Getting Started 
Misconception/Error The student draws an incomplete or incorrect figure and is unable to precisely define the term parallel lines. 
Examples of Student Work at this Level The student draws:
 Lines that are not parallel.
 Two parallel segments.

Questions Eliciting Thinking What does it mean for lines to be parallel? Do they ever intersect?
Can you explain what you drew? Where are the parallel lines in your picture?
What is the difference between lines and line segments? 
Instructional Implications Discuss with the student the qualities of a definition that make it precise and complete. Then offer the student a precise definition of parallel lines such as, “Two lines are parallel if and only if they are coplanar and have no points in common.” Discuss with the student the features of this definition that make it precise (e.g., the inclusion of the condition that the lines be coplanar). Also discuss what it means for two lines to “have no points in common.” Introduce the student to the concept of a counterexample. Challenge the student to find a counterexample (i.e., an example of two coplanar lines that have no points in common) that are not parallel. Indicate a quality of a good definition is that it eliminates all counterexamples.
Be sure the student understands the distinctions among lines, rays, and segments and the notation associated with naming each.
Show the student how to use embedded arrows in diagrams to indicate that lines are parallel. 
Moving Forward 
Misconception/Error The student correctly draws an example of parallel lines but is unable to write a precise definition. 

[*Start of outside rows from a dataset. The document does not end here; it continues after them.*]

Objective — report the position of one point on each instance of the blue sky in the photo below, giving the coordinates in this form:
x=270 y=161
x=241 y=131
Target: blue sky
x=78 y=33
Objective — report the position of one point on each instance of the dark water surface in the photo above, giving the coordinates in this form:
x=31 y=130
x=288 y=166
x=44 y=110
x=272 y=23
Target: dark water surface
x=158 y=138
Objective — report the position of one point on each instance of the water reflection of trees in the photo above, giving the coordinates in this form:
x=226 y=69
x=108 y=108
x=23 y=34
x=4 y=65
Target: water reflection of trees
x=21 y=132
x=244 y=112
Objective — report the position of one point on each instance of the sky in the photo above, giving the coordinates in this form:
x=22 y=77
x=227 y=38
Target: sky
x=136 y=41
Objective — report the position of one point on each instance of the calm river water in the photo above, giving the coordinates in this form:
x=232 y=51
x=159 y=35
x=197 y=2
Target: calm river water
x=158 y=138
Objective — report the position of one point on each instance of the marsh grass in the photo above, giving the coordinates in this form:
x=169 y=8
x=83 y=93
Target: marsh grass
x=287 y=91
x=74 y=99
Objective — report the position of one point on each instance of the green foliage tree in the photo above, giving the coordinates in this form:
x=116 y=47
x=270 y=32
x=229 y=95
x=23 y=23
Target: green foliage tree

Examples of Student Work at this Level The student draws an example of parallel lines, but the student's definition is either incorrect or incomplete. For example, the student says parallel lines are:
 Identical or linear.
 The same or same length.
 Lines that match.
 Same size or congruent.

Questions Eliciting Thinking Provide a nonexample and ask, “Are these lines parallel? Why or why not?”

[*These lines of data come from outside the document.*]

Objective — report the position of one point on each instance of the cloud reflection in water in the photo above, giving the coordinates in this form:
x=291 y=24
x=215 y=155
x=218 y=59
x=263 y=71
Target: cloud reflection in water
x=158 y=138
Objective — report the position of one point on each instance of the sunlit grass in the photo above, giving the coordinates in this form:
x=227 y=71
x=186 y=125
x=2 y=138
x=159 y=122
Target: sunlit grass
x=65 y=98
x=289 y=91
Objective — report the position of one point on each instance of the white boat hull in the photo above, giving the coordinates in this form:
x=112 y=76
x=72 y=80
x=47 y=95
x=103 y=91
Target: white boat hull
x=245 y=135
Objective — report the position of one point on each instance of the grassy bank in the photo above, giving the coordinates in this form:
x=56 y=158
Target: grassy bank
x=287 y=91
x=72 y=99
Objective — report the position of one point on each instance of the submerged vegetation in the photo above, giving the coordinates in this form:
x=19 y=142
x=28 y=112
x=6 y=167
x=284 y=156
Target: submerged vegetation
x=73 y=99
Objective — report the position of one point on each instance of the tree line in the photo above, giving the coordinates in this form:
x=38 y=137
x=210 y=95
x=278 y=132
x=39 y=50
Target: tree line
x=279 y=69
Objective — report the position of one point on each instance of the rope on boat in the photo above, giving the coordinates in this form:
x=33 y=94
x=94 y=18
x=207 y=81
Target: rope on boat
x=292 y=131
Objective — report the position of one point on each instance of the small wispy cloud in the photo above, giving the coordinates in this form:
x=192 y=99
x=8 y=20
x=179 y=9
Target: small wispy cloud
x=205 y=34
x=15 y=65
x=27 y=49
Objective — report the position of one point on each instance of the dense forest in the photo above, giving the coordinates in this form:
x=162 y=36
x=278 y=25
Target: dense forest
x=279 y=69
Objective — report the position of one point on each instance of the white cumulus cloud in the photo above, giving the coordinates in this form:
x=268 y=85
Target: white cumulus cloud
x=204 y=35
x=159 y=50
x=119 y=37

If one line is drawn on the floor and another on the ceiling, are the lines parallel?
Are the two sides of the same railroad track parallel? 

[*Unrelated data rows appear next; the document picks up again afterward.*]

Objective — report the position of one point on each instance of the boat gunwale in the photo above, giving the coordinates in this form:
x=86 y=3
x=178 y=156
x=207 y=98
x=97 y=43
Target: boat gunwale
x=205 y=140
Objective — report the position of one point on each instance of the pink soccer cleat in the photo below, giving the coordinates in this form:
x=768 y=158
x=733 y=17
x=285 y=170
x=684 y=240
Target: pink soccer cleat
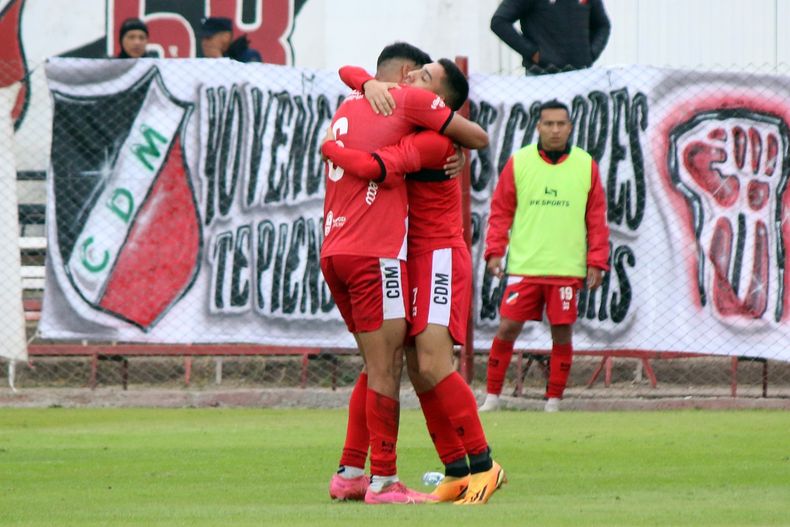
x=348 y=489
x=397 y=493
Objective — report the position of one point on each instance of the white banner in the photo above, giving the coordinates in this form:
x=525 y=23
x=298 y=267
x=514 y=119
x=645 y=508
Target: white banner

Instructional Implications Discuss with the student the qualities of a definition that make it precise and complete. Then offer the student a precise definition of parallel lines such as, “Two lines are parallel if and only if they are coplanar and have no points in common.” Discuss with the student the features of this definition that make it precise (e.g., the inclusion of the condition that the lines be coplanar). Also discuss what it means for two lines to “have no points in common.” Introduce the student to the concept of a counterexample. Challenge the student to find a counterexample (i.e., an example of two coplanar lines that have no points in common) that are not parallel. Indicate a quality of a good definition is that it eliminates all counterexamples. 
Almost There 
Misconception/Error The student’s definition is incomplete or imprecise. 
Examples of Student Work at this Level The student correctly draws a pair of parallel lines. However, the student:
 Provides a definition that is incomplete. For example, the definition contains the condition that the lines never intersect (or have the same slope) but lacks the condition that they must be coplanar.
 Uses nonmathematical terminology.
 Includes an unnecessary or redundant condition such as the lines “go on forever.”

Questions Eliciting Thinking Demonstrate skew lines with two pencils and ask, “Are these lines parallel?”
Suppose in a plane with a coordinate system, two lines are vertical—will they have the same slope? 
Instructional Implications Discuss with the student the qualities of a definition that make it precise and complete. Introduce the student to the concept of a counterexample. Challenge the student to find a counterexample for the definition that he or she wrote. For example, if the student defined parallel lines as “lines that never intersect,” then a pair of skew lines would serve as a counterexample (i.e., the skew lines satisfy the conditions of the definition but are not parallel).
Have the student work with other Almost There students to identify features of their definitions that are imprecise or incomplete. Afterward, ask the student to revise his or her definition. Then present a precise definition of parallel lines such as, “Two lines are parallel if and only if they are coplanar and have no points in common.” Have the student compare his or her revised definition to this one and identify features of this definition that make it precise. 
Got It 
Misconception/Error The student provides complete and correct responses to all components of the task. 
Examples of Student Work at this Level The student correctly draws a pair of parallel lines. The student defines parallel lines by saying:
 Lines are parallel if they lie in the same plane and are the same distance apart over their entire length.
 Lines are parallel if they are coplanar and do not intersect.

Questions Eliciting Thinking How do you determine the distance between two lines? How is this distance defined?
Can a line on the ceiling and a line on the floor be parallel? Can they lie in the same plane?
Can a line be parallel to itself? 
Instructional Implications Guide the student to describe parallel lines in terms of slopes, rigid motion, and distances between lines.
Ask the student to consider the difference between parallel lines and skew lines.